# Data Assimilation Diagnostics

With version 1.12 of PDAF, we introduce a first set of routines to compute diagnostics about the ensembles. The diagnostics can be used to assess the quality of the ensemble. The routine have been ported from the tool developed by the SANGOMA project, in which the PDAF developers were involved. We plan to provide further diagnostic routines in future releases of PDAF.

For now there are three routines:

## PDAF_diag_effsample

This routine compute the effective sample size as used in particle filters. The effective sample size is define as the inverse of the sum of the squared particle weights: **n_eff = 1 / sum[(w_i) ^{2}]**. The effective sample size can range between one - if a single particle has the maximum weight and all other particles have zero weight - and
the actual sample size - if all samples have the same weight.

For a documention on `PDAF_diag_effsample` see the detail page on PDAF_diag_effsample. The routine is used in the NETF and LNETF filter methods of PDAF.

## PDAF_diag_histogram

Rank histograms are frequently used to assess the distribution of an ensemble around an observation or, in twin experiments, the true state. The histograms use bins computed form the ensemble distribution and count how frequent e.g. the observation falls into which bin. A flat histogram typically indicates a good ensemble. A concave (U-shaped) histogram indicates too little ensemble spread, while a convex histogram is obtained when the ensemble spread is too large. Further, a sloped histogram indicates bias. (A discussion on the interpretation of rank histograms can be found in Hamill, Monthly Weather Review, 129 (2001) 550-560)

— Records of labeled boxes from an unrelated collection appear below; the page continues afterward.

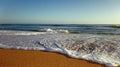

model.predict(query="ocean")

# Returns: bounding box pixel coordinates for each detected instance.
[0,24,120,67]
[0,24,120,35]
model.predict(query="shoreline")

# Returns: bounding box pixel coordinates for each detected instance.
[0,49,105,67]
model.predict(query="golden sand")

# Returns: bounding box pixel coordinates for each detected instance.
[0,49,117,67]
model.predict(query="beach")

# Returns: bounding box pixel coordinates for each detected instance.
[0,49,104,67]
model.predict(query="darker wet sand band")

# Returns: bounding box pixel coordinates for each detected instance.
[0,49,116,67]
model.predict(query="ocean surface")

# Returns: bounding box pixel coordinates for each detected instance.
[0,24,120,35]
[0,24,120,66]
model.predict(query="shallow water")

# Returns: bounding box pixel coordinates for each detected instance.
[0,30,120,66]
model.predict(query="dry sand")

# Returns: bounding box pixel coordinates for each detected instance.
[0,49,117,67]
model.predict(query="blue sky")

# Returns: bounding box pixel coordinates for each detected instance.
[0,0,120,24]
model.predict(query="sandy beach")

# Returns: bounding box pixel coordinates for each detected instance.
[0,49,104,67]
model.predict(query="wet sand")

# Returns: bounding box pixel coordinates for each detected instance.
[0,49,114,67]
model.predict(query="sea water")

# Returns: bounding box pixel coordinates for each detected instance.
[0,24,120,66]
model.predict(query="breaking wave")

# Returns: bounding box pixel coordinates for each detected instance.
[0,29,120,66]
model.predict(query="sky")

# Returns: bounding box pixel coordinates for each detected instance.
[0,0,120,24]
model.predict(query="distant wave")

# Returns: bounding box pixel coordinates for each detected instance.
[110,25,120,28]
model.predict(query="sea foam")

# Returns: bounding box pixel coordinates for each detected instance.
[0,31,120,66]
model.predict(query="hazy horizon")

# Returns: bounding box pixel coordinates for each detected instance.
[0,0,120,24]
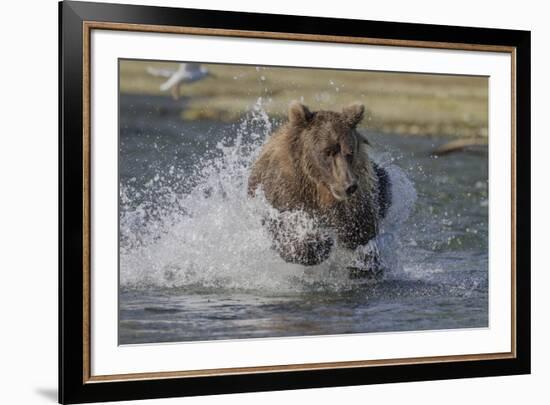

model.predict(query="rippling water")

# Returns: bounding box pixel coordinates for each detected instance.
[119,97,488,344]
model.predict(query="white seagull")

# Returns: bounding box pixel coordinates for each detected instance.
[147,62,213,100]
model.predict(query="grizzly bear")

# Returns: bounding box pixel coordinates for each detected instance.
[248,102,391,271]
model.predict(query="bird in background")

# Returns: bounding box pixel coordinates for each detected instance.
[147,62,214,100]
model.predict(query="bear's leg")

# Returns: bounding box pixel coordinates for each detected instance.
[265,218,334,266]
[274,235,333,266]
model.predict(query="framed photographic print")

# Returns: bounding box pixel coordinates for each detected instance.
[59,2,531,403]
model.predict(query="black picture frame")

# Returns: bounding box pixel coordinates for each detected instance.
[59,2,531,403]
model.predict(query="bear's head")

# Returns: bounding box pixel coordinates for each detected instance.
[288,102,368,201]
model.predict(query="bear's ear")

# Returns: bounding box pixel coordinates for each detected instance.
[288,101,313,127]
[342,104,365,128]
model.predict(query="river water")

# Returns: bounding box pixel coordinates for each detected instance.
[119,96,488,344]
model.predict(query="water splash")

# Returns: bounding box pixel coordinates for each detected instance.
[120,99,416,294]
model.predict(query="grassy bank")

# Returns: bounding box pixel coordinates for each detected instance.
[120,61,488,137]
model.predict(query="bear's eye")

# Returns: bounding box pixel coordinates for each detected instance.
[325,145,340,156]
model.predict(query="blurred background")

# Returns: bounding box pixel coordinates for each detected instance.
[120,60,488,138]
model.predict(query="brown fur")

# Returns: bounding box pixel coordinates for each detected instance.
[248,103,388,264]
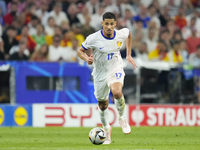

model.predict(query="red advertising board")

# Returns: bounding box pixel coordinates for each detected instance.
[129,105,200,126]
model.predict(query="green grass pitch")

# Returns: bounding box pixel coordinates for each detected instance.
[0,127,200,150]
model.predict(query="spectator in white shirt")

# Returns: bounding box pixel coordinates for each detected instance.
[62,39,79,62]
[90,4,105,31]
[35,1,49,26]
[49,35,63,62]
[189,45,200,68]
[85,0,99,15]
[148,6,160,28]
[181,17,200,39]
[45,17,56,36]
[27,15,39,35]
[49,2,69,25]
[144,27,157,52]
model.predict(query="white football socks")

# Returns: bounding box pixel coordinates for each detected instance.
[98,108,110,132]
[115,96,125,118]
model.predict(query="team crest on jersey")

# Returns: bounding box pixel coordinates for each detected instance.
[117,41,122,47]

For a documention on `PDAF_diag_histogram` see the detail page on PDAF_diag_histogram. The routine is used in the Lorenz-96 model example in `testsuite/src/lorenz96/compute_truerms.F90`.

## PDAF_diag_ensstats

Ensemble Kalman filters assume that the ensemble is Gaussian distributed. In this case the distribution is symmetric and only the first and second moments of the distribution (the mean and standard deviation) are non-zero. The routine `PDAF_diag_ensstats` allows a data assimilation program to check the values of the third (skewness) and fourth (kurtosis) moment of the distribution. As there are different definition of the kurtosis, please note that PDAF uses the definition used by Lawson and Hansen, Mon. Wea. Rev. 132 (2004) 1966.

For a documention on `PDAF_diag_ensstats` see the detail page on PDAF_diag_ensstats. The routine is used in the Lorenz-96 model example in `testsuite/src/lorenz96/compute_truerms.F90`.